The front of Grant High School.
Grant High School in the Valley Glen neighborhood of the San Fernando Valley in a photo from the school’s website.
(Los Angeles Unified School District)

School police arrested a male 17-year-old Grant High School student Wednesday on suspicion of stabbing another student across the street from campus two days earlier, the head of the Los Angeles school police officers union said.

L.A. school district officials confirmed that the stabbing was under investigation and that an arrest had been made of “a male juvenile suspect ... in connection to a violent attack that occurred near Grant High School” on Monday.

Gil Gamez, president of the Los Angeles School Police Assn., said the stabbing occurred around dismissal time and was initially handled by officers from the Los Angeles Police Department. The victim, a 15-year-old boy, was stabbed in the chest and cut near the elbow. He remains hospitalized.
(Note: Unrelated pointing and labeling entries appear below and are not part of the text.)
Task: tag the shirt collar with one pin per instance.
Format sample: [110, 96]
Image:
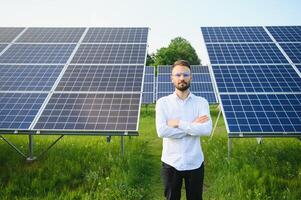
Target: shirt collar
[190, 95]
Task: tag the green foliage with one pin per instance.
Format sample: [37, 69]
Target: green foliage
[178, 49]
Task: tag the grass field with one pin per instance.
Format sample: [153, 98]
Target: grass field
[87, 167]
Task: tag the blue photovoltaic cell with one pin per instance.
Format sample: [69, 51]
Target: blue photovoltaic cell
[149, 84]
[51, 35]
[245, 54]
[110, 54]
[2, 46]
[28, 77]
[257, 78]
[262, 113]
[17, 110]
[199, 69]
[235, 34]
[149, 78]
[147, 97]
[106, 78]
[37, 53]
[293, 50]
[116, 35]
[286, 33]
[148, 88]
[150, 70]
[209, 96]
[8, 34]
[166, 69]
[95, 112]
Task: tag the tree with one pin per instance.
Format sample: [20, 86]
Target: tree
[178, 49]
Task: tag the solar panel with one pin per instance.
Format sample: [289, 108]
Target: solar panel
[116, 35]
[8, 34]
[201, 84]
[51, 35]
[37, 53]
[113, 78]
[17, 110]
[110, 54]
[258, 88]
[235, 34]
[272, 114]
[245, 54]
[95, 112]
[2, 46]
[148, 95]
[100, 92]
[256, 78]
[199, 69]
[286, 33]
[293, 50]
[28, 77]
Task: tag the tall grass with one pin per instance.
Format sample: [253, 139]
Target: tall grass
[86, 167]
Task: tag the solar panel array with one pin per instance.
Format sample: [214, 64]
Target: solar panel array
[148, 95]
[255, 69]
[71, 80]
[201, 84]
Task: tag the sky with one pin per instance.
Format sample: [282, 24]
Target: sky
[166, 19]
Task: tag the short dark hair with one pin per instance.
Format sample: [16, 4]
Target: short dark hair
[181, 63]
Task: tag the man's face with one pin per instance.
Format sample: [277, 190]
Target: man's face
[181, 77]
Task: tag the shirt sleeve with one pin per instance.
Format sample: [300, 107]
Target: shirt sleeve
[198, 129]
[163, 130]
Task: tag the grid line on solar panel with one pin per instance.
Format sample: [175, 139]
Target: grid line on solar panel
[110, 54]
[256, 78]
[147, 97]
[285, 33]
[194, 87]
[116, 35]
[196, 78]
[112, 78]
[245, 54]
[263, 113]
[293, 50]
[17, 110]
[209, 96]
[148, 86]
[8, 34]
[2, 47]
[96, 112]
[28, 77]
[51, 35]
[235, 34]
[37, 53]
[149, 70]
[199, 69]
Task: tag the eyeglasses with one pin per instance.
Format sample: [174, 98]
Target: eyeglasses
[185, 75]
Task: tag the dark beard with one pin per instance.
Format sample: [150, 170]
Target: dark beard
[184, 88]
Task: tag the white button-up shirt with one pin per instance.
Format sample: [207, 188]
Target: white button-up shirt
[181, 146]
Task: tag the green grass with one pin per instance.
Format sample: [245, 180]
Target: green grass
[86, 167]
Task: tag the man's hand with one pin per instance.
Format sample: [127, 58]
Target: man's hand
[201, 119]
[173, 123]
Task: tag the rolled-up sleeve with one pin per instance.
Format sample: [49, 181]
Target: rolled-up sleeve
[198, 129]
[163, 130]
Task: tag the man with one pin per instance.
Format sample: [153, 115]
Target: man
[181, 118]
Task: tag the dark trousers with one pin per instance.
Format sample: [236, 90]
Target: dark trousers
[172, 180]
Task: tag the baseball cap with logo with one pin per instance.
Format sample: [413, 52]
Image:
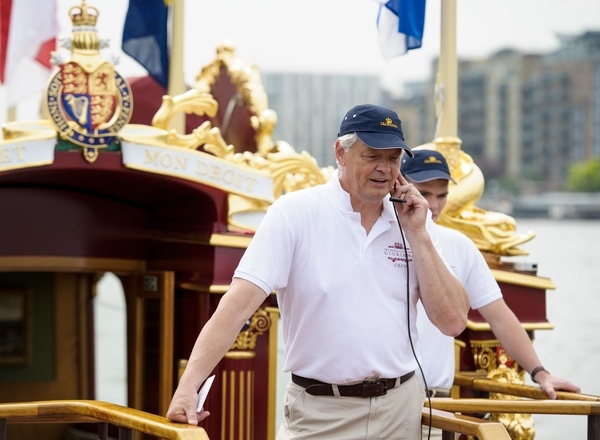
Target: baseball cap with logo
[426, 165]
[378, 127]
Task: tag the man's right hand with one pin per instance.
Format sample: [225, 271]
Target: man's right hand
[183, 408]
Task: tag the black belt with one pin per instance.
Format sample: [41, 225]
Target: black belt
[368, 388]
[437, 393]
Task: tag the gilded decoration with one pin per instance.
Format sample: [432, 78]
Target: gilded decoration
[257, 325]
[289, 169]
[493, 360]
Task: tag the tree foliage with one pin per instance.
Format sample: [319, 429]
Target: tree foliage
[585, 176]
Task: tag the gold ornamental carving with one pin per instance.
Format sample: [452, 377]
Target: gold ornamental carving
[492, 232]
[491, 359]
[256, 326]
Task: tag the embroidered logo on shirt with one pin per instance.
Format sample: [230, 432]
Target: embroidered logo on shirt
[397, 254]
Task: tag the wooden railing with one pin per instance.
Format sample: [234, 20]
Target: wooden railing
[477, 428]
[128, 420]
[535, 401]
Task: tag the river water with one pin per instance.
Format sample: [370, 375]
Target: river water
[566, 251]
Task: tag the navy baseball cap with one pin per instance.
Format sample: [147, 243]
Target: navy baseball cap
[378, 127]
[426, 165]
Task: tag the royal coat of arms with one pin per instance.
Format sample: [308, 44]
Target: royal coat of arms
[87, 100]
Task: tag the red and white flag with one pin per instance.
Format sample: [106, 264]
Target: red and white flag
[28, 31]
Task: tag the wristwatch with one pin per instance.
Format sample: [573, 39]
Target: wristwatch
[536, 370]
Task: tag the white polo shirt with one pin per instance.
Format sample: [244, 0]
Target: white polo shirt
[342, 293]
[436, 349]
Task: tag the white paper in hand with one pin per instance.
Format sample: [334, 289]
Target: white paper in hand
[204, 392]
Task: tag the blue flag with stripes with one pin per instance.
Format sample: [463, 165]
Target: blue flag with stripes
[400, 24]
[145, 37]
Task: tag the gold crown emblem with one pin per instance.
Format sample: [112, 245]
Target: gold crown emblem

The case was turned over to school police on Tuesday night, Gamez said, and officers arrested the 17-year-old suspect on the campus, which is located in the Valley Glen neighborhood of the San Fernando Valley.

In recent times, Gamez, on behalf of his union, has tracked fights and possible crimes at campuses to provide, he said, an accurate picture of law-enforcement-related interventions on or near Los Angeles public schools.
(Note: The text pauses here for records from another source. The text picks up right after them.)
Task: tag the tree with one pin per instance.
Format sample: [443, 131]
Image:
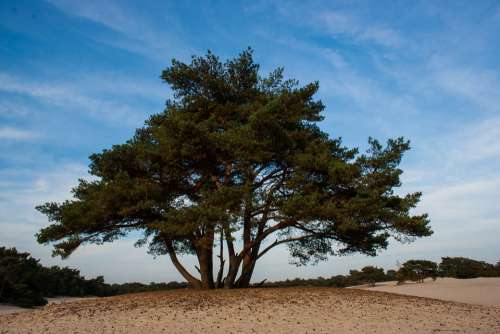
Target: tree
[235, 153]
[390, 275]
[19, 283]
[417, 270]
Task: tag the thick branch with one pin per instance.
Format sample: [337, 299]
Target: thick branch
[173, 257]
[279, 242]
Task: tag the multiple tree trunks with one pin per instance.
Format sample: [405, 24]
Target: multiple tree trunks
[238, 152]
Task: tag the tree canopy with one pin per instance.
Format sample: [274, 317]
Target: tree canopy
[234, 160]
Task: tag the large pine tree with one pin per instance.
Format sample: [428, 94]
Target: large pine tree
[236, 160]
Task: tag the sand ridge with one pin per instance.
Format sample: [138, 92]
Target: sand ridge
[481, 291]
[285, 310]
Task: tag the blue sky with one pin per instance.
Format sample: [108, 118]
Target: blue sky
[79, 76]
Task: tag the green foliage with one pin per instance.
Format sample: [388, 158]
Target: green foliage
[367, 275]
[238, 152]
[461, 267]
[24, 282]
[19, 283]
[417, 270]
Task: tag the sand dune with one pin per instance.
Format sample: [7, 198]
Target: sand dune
[291, 310]
[481, 291]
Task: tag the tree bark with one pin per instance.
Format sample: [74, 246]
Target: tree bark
[218, 282]
[193, 281]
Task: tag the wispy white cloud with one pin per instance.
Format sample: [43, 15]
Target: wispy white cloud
[347, 25]
[87, 95]
[140, 34]
[10, 133]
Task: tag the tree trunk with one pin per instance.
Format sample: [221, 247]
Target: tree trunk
[218, 283]
[193, 281]
[206, 268]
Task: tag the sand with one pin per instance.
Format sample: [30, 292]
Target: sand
[8, 309]
[290, 310]
[481, 291]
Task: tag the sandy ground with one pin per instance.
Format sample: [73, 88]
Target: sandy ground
[290, 310]
[7, 309]
[481, 291]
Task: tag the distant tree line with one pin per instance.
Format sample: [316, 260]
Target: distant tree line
[412, 270]
[25, 282]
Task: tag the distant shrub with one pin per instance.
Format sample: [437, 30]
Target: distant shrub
[417, 271]
[24, 282]
[461, 267]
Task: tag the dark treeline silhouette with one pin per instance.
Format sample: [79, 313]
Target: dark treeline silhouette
[411, 270]
[25, 282]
On June 1, a Grant High student was injured by gunfire around dismissal time at the perimeter of the school and was hospitalized. The LAPD indicated that the shooting was “believed to be gang related.”

“It’s a sad day when our children are exposed to community violence,” a district statement said at the time.
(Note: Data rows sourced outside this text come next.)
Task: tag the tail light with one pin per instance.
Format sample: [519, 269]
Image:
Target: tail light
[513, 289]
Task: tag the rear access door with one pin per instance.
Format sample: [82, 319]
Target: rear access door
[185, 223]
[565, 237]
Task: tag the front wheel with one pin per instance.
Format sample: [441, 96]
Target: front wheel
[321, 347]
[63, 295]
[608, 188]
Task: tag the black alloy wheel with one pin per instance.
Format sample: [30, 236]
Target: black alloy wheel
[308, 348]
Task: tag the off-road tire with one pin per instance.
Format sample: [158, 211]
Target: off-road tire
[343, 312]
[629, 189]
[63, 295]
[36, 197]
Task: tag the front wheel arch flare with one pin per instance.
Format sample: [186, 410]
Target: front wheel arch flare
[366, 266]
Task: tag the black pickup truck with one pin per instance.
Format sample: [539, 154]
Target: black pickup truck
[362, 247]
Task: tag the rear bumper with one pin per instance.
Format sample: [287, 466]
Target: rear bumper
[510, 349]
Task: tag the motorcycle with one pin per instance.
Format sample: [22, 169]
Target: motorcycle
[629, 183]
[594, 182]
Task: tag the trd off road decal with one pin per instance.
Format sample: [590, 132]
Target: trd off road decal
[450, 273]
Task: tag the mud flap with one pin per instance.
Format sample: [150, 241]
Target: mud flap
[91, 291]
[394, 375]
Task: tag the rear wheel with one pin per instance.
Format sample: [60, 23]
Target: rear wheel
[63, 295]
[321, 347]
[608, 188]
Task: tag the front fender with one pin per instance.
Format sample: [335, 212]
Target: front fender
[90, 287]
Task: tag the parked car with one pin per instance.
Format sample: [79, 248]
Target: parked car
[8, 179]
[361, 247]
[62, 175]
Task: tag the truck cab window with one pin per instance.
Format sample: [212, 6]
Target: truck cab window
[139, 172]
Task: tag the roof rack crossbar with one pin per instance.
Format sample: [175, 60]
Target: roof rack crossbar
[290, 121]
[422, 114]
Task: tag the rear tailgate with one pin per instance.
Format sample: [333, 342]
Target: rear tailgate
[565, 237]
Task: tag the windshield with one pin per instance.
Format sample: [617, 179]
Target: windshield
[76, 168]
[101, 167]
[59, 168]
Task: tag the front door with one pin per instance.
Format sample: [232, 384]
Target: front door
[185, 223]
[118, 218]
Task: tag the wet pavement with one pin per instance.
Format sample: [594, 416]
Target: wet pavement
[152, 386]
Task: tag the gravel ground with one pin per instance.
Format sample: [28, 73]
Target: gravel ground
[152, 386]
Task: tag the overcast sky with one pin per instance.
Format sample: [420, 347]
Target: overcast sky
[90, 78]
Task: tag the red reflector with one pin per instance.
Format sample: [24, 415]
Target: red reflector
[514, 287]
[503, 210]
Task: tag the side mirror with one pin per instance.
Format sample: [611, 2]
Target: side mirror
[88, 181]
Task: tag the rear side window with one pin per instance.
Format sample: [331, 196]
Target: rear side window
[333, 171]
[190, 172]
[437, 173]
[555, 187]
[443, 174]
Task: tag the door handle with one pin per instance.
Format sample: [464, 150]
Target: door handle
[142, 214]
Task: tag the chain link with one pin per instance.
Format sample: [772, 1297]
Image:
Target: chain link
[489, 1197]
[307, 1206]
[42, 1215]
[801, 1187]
Regional Supt. Andrés Chait said Wednesday that the school provides a safe environment for students, including by working with law enforcement, while offering strong academic and extracurricular programs.

Chait added that the school also has programs to assist with social-emotional support for students and counselors to support mental-health needs.

Nina Buranasombati, a school police spokeswoman, said the department “is providing increased patrols in the neighborhood, especially during morning and afternoon safe-passage times.”


The nation’s second-largest school system also is dealing with the aftermath of the on-campus death of a student at Bernstein High School in Hollywood from a drug overdose.

L.A. police investigators on Tuesday linked seven recent student overdoses — including the fatal incident — to pills that contain deadly fentanyl.

A district spokesperson highlighted a social media post emphasizing the district’s strengthened focus on “whole-child wellbeing,” especially in the wake of mental health “distress” that was exacerbated by the COVID-19 pandemic.